I didn't enter, though, because this was a bakery not for humans, but for dogs. "Does your pet deserve anything less than the best?" the sign in the window asked.

It doesn't bother me that there are bakeries for dogs. OK, it does bother me that there are bakeries for dogs, but it's more a matter of style. If some well-to-do Washingtonian wants to treat their poodle to a $5 scone, and if there is a someone willing to satisfy that desire, then I suppose everyone benefits.

Is it the poodle owner's fault that Liberian children are starving? What about the rebels who fight in the civil war? What about the drought? Some countries are rich, and some are destitute, and we'd like see an end to poverty and hunger, but isn't that just a dream?

Perhaps, but I hope not.

And I keep coming back to this: whatever the reasons, there is something very, very wrong in a world where human beings in one part of the globe are eating grass to stay alive, while thousands of miles away there are Doggy Bakeries.

We can at least help.

Posted by cradle at August 4, 2003 10:34 PM
Comments

You can't 'eat grass to stay alive', grass is indigestible by humans. (The physiological reason for cud-chewing is because cellulose is such a pain to digest.) When a person resorts to eating grass it is only to alleviate hunger pains, there's no nutricional value. In the article it says they ate "wild leaves from the cemetary" which could actually have been something digestible.

On a similar note, here in the US when have an amazing assortment of equiptment to save lives (From my window I can watch the shock trauma helicopter make it's frequent trips to the hospitals). But in the third world children die from diseases preventable by only a cheap and easily administered vaccine.

Posted by: Brooke at August 5, 2003 10:35 AM

Some people are trying to do something about that, though. Good for them.

Posted by: David at August 5, 2003 11:12 AM

Also, Medecins sans Frontieres, one of my future goals.

Posted by: Brooke at August 5, 2003 4:28 PM

hi
who is the person who writes these articles?

Posted by: Anonymous at August 5, 2003 10:56 PM

Me. :-)
(David Eisner, cradle at umd dot edu)

Posted by: David at August 6, 2003 12:24 AM

hi
who is the private dick who's a sex machine to all the chicks?

Posted by: Maureen at August 6, 2003 1:43 PM

You can help combat hunger at no cost to you at http://www.thehungersite.com/

Posted by: Mindi at August 6, 2003 3:15 PM

I was recently reading a history of Liberia, which was founded in 1847 as a home for freed American slaves, with a constitution based on that of the States.

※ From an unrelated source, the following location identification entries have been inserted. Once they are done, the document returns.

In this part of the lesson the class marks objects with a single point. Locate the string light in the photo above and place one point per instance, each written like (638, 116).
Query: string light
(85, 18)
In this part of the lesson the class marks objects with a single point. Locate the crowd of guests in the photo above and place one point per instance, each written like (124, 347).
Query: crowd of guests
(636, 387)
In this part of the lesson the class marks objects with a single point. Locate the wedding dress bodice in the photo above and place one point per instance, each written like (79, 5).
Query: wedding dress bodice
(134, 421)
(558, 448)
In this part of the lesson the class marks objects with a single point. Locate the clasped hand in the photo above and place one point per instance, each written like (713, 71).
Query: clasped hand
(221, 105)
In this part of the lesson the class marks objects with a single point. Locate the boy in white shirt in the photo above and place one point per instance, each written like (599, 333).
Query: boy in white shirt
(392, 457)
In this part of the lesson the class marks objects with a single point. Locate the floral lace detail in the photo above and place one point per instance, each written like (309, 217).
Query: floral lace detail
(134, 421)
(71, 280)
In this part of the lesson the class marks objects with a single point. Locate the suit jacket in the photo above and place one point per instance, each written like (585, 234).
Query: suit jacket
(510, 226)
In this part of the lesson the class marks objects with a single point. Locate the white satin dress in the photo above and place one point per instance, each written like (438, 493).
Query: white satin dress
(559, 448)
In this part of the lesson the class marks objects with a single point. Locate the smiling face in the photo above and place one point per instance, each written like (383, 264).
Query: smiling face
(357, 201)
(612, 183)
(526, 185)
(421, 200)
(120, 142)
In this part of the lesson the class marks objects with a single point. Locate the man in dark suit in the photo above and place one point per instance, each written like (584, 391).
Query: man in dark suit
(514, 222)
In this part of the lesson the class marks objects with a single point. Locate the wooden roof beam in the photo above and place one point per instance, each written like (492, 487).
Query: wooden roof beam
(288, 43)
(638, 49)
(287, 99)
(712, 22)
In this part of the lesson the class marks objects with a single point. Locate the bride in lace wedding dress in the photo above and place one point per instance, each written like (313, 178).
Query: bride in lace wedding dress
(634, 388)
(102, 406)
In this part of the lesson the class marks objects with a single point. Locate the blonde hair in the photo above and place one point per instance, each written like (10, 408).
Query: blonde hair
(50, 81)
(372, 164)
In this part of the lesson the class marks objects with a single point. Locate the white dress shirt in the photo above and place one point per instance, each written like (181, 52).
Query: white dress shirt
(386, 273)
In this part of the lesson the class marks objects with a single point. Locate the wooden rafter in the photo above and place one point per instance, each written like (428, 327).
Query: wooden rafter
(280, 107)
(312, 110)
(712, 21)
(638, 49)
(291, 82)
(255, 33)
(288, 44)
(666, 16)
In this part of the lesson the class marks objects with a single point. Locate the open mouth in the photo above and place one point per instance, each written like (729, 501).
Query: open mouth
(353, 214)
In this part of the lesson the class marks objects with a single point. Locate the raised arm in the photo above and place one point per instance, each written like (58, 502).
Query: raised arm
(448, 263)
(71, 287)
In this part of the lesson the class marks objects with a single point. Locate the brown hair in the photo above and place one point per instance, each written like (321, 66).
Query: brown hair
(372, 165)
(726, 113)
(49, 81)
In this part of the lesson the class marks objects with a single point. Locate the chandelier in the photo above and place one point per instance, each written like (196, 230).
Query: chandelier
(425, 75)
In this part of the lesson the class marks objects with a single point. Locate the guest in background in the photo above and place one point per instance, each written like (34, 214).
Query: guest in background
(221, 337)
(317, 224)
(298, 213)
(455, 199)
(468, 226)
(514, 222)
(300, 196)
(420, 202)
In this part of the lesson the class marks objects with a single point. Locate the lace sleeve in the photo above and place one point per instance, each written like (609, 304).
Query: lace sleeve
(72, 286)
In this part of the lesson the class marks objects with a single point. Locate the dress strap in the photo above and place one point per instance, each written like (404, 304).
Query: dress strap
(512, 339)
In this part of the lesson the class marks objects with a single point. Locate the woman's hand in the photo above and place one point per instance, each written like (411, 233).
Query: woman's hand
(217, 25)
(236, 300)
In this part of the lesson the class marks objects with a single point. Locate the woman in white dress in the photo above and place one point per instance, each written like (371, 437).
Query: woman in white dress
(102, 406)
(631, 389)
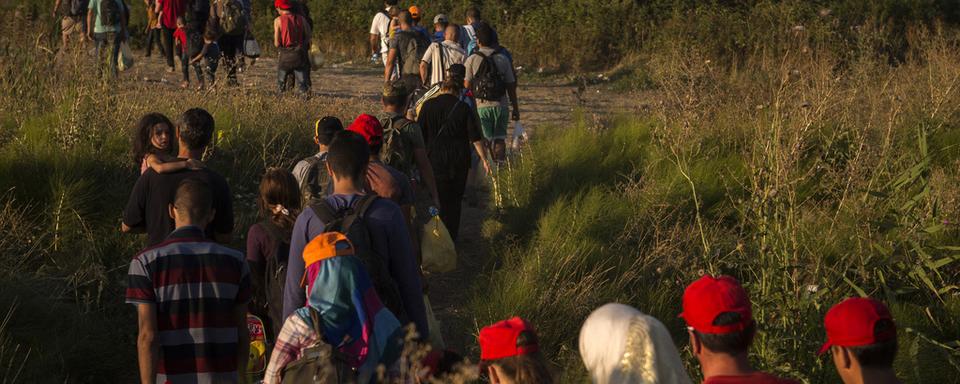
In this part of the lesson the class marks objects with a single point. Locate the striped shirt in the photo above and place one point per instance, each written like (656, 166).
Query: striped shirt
(196, 286)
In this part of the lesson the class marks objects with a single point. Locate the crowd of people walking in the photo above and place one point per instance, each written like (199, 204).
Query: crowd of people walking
(333, 266)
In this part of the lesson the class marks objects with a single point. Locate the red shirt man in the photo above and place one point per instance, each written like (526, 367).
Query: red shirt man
(169, 11)
(720, 324)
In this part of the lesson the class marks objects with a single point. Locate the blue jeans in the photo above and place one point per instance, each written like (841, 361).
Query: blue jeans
(301, 75)
(102, 39)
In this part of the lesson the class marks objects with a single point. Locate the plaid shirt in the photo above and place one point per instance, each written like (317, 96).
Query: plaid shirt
(294, 337)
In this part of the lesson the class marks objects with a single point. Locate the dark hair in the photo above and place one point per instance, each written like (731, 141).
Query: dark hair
(732, 343)
(279, 187)
(405, 17)
(143, 136)
(193, 199)
(879, 355)
(196, 128)
(348, 156)
(484, 34)
(326, 128)
(474, 14)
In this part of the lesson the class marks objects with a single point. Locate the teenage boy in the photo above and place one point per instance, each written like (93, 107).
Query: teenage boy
(862, 338)
(191, 296)
(147, 207)
(720, 325)
(107, 25)
(311, 172)
(388, 237)
(492, 108)
(291, 35)
(380, 33)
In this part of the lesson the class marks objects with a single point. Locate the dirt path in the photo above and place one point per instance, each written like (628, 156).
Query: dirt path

Of course, nobody asked the indigenous Africans about this. Today, only about 5% of Liberians are descended from freed American slaves...

By the turn of the century, Liberians descended from freed slaves had begun to put the locals into slavery...

Only in 1936 was the practice abolished, and only in 1951 did women and indigenous peoples get the vote.

For 133 years after independence, the Republic of Liberia was a one-party state ruled by the Americo-Liberian dominated True Whig Party (TWP). Until 1979, when more than 40 people are killed in riots following a proposed increase in the price of rice. (Indigenous) Master Sergeant Samuel Doe stages military coup, and executes the top Americo-Liberian leadership. GDP growth fell to nearly nothing, inflation and unemployment increased dramatically.

Posted by: T* at August 9, 2003 10:12 PM

BTW, "West must open barn door, or else" says:

Most of us may not know it yet. But we blithely content, overfed citizens of the developed West could soon see an economic turnabout unlike anything in recent times. In a nutshell, it's this: Either we begin to share at least some of the fruits of trade liberalization or watch it grind to a halt.
The fulcrum is agriculture. The debate is about whether, or how much, rich countries will reduce barriers to relatively cheap agricultural imports from developing countries. The potential benefits for developing-world farmers, and Western consumers, are enormous.

Posted by: T* at August 9, 2003 10:24 PM

T*,

You, and others as well, may find this 1973 article
from The Atlantic to be of some interest. It's
a bit dated, but the description of the earlier
history of Liberia is still accurate.